Gervonta Davis didn’t know Hugo Ruiz existed this time last week.

Davis did some homework, though, once Ruiz replaced Abner Mares on Wednesday as his opponent on 10 days’ notice. What the unbeaten Baltimore native learned is that Ruiz is a bigger, stronger fighter than Mares, someone who’ll press their 12-round, 130-pound title fight February 9.

At 5-feet-9½, the Mexican-born Ruiz stands five full inches taller than Mares. Ruiz also is four inches bigger than the 24-year-old Davis.
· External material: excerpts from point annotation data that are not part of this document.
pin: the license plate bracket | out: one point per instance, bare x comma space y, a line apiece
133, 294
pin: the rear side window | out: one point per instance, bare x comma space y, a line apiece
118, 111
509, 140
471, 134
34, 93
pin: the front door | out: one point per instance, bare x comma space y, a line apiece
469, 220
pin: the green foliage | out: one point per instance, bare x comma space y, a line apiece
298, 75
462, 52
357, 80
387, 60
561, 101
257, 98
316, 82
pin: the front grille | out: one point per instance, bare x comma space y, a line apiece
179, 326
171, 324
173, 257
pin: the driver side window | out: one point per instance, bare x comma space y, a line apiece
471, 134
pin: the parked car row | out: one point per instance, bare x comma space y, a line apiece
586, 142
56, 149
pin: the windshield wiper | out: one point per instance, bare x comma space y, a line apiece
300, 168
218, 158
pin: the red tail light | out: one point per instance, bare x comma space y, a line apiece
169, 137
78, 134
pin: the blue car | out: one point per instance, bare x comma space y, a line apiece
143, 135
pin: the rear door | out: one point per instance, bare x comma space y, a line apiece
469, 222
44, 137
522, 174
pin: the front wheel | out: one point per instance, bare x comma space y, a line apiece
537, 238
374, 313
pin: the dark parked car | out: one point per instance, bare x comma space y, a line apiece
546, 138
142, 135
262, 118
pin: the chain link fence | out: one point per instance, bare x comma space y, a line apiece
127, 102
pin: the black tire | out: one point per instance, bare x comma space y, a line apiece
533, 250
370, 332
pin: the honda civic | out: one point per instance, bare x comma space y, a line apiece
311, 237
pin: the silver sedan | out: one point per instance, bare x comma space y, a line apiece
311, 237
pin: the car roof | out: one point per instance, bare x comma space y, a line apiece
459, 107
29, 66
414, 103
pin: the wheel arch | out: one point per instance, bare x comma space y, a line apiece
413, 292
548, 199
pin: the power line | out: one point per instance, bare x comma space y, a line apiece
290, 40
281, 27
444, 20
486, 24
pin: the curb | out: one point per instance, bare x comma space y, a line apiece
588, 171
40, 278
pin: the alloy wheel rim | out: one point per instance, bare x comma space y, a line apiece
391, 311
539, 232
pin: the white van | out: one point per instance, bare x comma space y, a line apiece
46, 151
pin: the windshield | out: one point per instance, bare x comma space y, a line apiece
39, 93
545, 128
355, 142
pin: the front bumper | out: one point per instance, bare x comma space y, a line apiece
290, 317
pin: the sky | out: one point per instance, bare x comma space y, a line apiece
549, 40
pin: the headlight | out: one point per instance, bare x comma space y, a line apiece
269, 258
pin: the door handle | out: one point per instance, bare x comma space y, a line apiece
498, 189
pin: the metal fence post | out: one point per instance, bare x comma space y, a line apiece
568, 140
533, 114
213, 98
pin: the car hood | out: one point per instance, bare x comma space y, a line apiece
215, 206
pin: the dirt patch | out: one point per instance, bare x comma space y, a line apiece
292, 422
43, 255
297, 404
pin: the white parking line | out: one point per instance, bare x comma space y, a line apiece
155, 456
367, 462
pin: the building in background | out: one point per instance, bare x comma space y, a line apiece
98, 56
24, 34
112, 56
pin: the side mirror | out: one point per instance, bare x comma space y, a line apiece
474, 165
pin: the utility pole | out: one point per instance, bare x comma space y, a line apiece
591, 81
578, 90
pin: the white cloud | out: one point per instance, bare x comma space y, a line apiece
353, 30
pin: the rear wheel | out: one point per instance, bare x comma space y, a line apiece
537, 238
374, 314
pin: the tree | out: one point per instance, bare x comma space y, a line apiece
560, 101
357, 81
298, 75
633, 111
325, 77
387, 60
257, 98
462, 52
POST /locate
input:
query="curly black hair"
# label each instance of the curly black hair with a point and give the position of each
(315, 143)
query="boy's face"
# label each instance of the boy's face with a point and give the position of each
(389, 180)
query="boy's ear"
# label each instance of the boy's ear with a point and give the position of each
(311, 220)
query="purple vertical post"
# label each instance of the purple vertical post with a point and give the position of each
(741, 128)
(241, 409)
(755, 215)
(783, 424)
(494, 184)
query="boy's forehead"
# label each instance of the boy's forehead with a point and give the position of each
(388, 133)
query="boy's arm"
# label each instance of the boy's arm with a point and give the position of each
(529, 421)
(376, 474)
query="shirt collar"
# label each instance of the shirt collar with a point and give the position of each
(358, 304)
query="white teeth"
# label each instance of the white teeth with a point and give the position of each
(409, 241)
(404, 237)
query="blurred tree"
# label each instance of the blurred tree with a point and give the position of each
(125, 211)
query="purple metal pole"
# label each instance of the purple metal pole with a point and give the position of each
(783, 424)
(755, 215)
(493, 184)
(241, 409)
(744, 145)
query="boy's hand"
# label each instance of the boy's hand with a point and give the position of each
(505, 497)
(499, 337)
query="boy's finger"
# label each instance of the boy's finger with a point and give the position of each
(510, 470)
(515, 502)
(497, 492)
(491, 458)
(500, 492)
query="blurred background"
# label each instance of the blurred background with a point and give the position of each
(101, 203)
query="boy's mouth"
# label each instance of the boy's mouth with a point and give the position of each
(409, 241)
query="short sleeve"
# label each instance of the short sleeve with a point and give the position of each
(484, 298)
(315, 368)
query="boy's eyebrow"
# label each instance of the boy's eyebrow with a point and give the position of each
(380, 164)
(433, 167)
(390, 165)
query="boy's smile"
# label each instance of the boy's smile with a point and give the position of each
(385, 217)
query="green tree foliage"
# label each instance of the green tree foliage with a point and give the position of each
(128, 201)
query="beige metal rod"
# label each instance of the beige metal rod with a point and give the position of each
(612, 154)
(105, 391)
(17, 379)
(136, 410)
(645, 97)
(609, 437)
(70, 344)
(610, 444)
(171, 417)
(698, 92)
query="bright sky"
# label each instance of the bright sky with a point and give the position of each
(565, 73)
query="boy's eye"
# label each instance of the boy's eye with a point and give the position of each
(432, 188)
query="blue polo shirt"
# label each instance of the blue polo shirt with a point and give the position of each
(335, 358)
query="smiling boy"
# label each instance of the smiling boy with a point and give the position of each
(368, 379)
Like Mares was preparing to do, Ruiz (39-4, 33 KOs) will move up from the featherweight limit of 126 pounds to the super featherweight division to challenge Davis (20-0, 19 KOs) for his WBA “super” world super featherweight title. Showtime will air their fight as the main event of a tripleheader from Dignity Health Sports Park in Carson, California (10 p.m. ET/7 p.m. PT).
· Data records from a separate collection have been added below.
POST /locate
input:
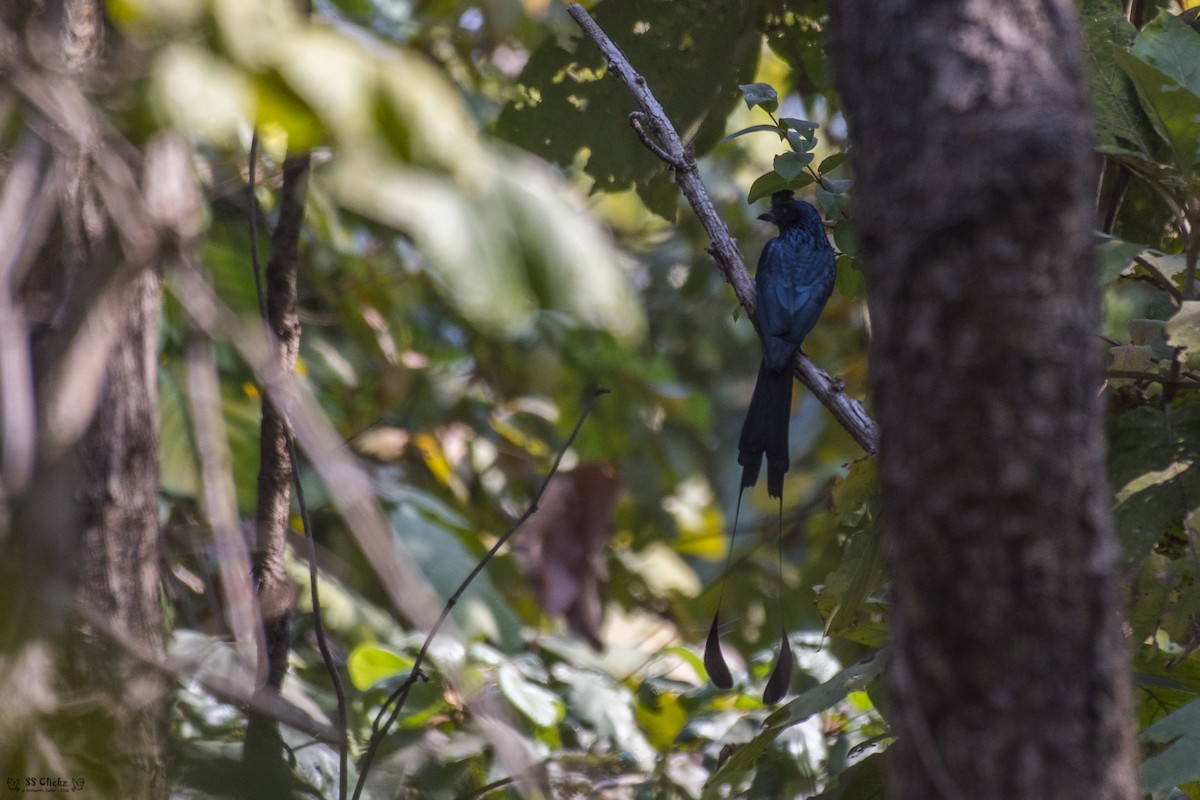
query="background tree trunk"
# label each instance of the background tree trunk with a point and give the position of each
(82, 612)
(975, 178)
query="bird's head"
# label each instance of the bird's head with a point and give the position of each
(789, 212)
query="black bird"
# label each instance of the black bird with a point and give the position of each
(793, 282)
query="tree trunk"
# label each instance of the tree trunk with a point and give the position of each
(81, 615)
(975, 176)
(120, 564)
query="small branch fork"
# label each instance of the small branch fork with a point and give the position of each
(395, 702)
(657, 132)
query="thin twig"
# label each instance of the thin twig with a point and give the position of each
(397, 698)
(663, 139)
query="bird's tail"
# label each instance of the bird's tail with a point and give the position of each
(766, 429)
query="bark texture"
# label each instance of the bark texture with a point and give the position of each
(264, 757)
(79, 601)
(975, 179)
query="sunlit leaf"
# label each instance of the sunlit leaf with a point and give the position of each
(1183, 330)
(370, 663)
(1179, 761)
(761, 95)
(539, 705)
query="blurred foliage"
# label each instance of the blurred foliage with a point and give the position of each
(1145, 97)
(486, 240)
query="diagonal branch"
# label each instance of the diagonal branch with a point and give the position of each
(657, 132)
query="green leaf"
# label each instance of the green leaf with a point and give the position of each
(1121, 126)
(1179, 762)
(1183, 330)
(1173, 109)
(790, 164)
(1152, 473)
(660, 715)
(760, 94)
(832, 163)
(803, 127)
(538, 704)
(766, 185)
(371, 663)
(838, 186)
(832, 203)
(755, 128)
(816, 699)
(281, 106)
(1115, 257)
(849, 238)
(798, 143)
(1171, 46)
(444, 561)
(846, 597)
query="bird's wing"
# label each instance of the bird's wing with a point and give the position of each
(791, 298)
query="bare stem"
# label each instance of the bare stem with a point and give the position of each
(657, 132)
“I believe that he’s stronger [than Mares], because look at his knockout ratio,” Davis said during a conference call Thursday. “He’s 39-4, with 33 knockouts. That had to play a big part. And I didn’t even know he was coming up from 126. I didn’t know that. I just knew that they gave me a new opponent. I didn’t know who he was. I’m just excited for February 9.”

The ambitious Ruiz is a throwback boxer in the sense that he is willing to take an unusually challenging fight just three weeks after his last bout. The Glendora, California, resident defeated Mexico’s Alberto Guevara (27-4, 12 KOs) by unanimous decision in a forgettable 10-rounder on the Manny Pacquiao-Adrien Broner undercard January 19 at MGM Grand Garden Arena in Las Vegas.

Guevara agreed to face Ruiz on barely 24 hours’ notice once the Philippines’ Jhack Tepora (22-0, 17 KOs) absurdly came in 5½ pounds overweight for his scheduled featherweight title fight versus Ruiz.

Now it’s the 32-year-old Ruiz’s turn to try to make the best of an unforeseen opportunity. Davis anticipates a stronger challenge from Ruiz, who has been stopped twice in a 12-year pro career, than the 33-year-old Mares might’ve given him.

“I believe that Hugo, he’s more aggressive than Abner,” Ruiz said. “I think he has more pop on his punches. I just watched a little clip of him. I haven’t studied him like that. I just watched a little a clip once I knew who I was fighting, just to be aware of what I have in front of me.”